I'd like to hope not very many. But when HyPP first started to infect the gene pool, there were only a handful of Impressives direct offspring that carried it. Its a lot easier to stop breeding say, 10 horses than it is 1,000,000 horses.

Food for thought as we go about our day, for sure.


  1. That is very interesting. Did the original mare produce any colts? If so, I wonder if there is any chance they too carry the gene but in a recessive way. I am not a geneticist in any way so I am just curious.

    At least in the case of this one mare and her three fillies, it can be resolved, but I agree, how many more are there out there, whose owners never investigate thoroughly?

  2. The article only mentioned daughters out of the dam id'd with the gene. I'd be also interested to see if this affects colts as well. I don't think the research has gone that far yet. Hopefully this will in the future gain a bit more attention.
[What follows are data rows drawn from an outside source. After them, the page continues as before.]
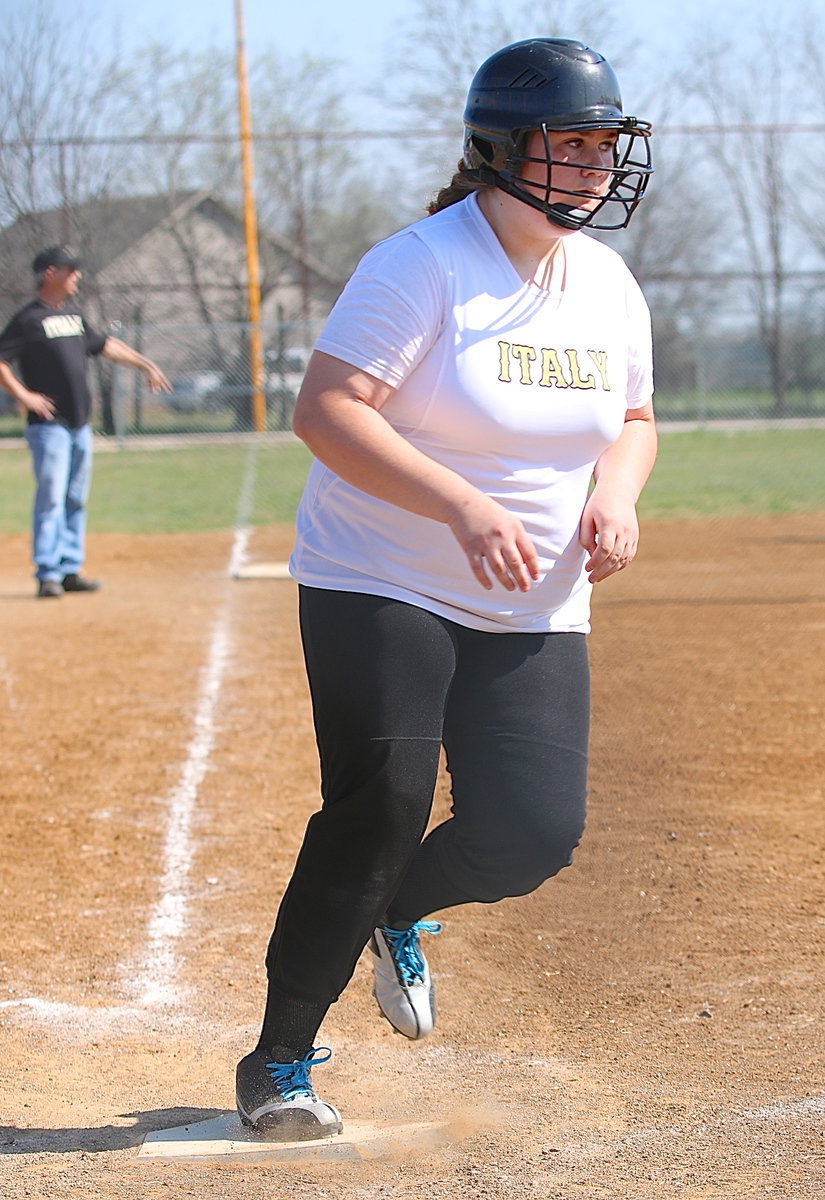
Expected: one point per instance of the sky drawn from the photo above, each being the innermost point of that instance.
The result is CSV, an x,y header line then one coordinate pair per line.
x,y
365,34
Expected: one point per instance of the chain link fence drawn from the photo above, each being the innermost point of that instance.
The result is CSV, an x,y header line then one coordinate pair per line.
x,y
700,379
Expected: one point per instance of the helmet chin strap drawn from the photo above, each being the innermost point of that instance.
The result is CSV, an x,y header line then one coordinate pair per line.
x,y
556,214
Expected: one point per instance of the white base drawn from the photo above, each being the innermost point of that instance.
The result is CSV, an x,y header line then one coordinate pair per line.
x,y
263,571
224,1137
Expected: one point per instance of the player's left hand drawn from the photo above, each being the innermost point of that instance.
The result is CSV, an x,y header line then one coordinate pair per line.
x,y
157,381
609,532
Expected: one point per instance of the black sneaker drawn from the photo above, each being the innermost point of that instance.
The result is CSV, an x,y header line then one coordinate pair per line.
x,y
77,583
277,1098
49,588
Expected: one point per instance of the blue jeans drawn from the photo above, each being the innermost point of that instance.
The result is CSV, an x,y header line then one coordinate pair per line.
x,y
61,462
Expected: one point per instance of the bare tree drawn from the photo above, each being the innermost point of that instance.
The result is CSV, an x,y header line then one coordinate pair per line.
x,y
60,88
752,148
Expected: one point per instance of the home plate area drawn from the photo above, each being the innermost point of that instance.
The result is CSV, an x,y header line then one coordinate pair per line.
x,y
224,1137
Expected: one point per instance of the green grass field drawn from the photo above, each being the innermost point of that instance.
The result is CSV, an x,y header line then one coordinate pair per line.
x,y
192,487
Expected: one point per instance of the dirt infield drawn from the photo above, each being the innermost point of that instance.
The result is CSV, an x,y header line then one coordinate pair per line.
x,y
649,1025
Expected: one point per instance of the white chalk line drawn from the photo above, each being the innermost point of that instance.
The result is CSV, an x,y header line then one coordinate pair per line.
x,y
155,981
155,984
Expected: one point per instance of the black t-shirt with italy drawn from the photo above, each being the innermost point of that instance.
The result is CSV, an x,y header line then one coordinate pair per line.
x,y
50,347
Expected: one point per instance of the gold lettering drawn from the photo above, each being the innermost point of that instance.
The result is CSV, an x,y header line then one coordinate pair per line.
x,y
552,373
576,377
525,355
600,359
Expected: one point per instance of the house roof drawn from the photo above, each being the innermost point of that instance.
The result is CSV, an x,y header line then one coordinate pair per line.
x,y
101,231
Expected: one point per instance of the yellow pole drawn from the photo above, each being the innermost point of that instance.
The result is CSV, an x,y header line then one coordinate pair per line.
x,y
251,229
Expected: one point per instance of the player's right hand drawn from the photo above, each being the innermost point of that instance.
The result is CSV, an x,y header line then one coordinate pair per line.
x,y
495,541
38,405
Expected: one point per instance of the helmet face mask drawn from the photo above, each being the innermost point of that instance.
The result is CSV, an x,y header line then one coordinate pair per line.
x,y
545,85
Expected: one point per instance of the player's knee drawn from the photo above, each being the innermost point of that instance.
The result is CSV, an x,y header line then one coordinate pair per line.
x,y
517,869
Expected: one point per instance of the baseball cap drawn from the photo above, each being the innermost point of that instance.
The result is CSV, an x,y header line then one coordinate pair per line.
x,y
55,256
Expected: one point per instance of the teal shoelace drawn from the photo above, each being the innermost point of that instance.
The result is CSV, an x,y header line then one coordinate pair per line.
x,y
404,948
293,1078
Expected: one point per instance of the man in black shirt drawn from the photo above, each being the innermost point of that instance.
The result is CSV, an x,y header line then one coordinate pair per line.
x,y
50,341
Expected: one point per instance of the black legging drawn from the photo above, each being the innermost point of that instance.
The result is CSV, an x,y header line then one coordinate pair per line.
x,y
390,684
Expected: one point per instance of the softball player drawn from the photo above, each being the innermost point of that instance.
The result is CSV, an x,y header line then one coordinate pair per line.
x,y
479,407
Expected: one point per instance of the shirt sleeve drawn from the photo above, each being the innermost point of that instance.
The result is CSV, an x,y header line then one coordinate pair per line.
x,y
390,312
95,341
640,351
11,341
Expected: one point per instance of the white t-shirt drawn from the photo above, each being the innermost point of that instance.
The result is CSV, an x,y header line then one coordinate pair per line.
x,y
516,389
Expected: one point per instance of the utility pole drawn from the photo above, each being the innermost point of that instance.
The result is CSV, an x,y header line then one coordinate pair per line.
x,y
251,231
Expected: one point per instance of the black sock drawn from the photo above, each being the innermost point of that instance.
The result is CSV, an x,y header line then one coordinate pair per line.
x,y
290,1025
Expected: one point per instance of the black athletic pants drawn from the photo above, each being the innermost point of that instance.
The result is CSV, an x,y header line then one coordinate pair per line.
x,y
390,684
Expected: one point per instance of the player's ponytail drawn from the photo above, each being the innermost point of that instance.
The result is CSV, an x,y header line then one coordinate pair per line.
x,y
458,189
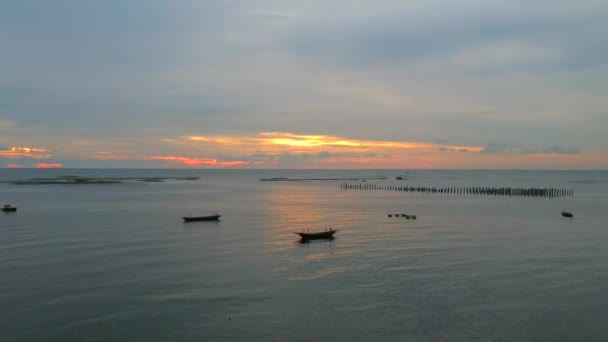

  3. There's something called a barr body that pretty much negates some of the genetic material in one of the X-chromosomes in females. I wonder if that's affecting this?

  4. Testes.

    This is pretty much a self-limiting mutation, as the affected offspring cannot reproduce.

  5. I'm in school for genetic engineering and i've heard about this happening before. Basically part of the Y chromosome gets transposed on an X chromosome when sperm is being formed in the male. The egg is fertilized with the sperm with the X chromosome. So while the mare is XX, it would be a male. But its SO WEIRD that it would come from a mare and not a stallion.

    Theres still alot we are still learning about what makes animals male or female... its not as simple as just X and Y... Its a pretty complicated feedback mechanism where everything has to be right, or something wacky happens.

  6. saying we should not breed horses with the OWL gene is rediculous, that would eliminate ALL frame overo horses which are beautiful. The OWL foals only result when 2 OWL carriers mate, so testing would eliminate the lethal foal, OWL bred to non OWL will not produce a lethal foal, EVER! example, overo to tobiano, no chance of a lethal foal, sabino to sabino, no chance of lethal foal, frame to frame, def lethal foal if it is a true frame.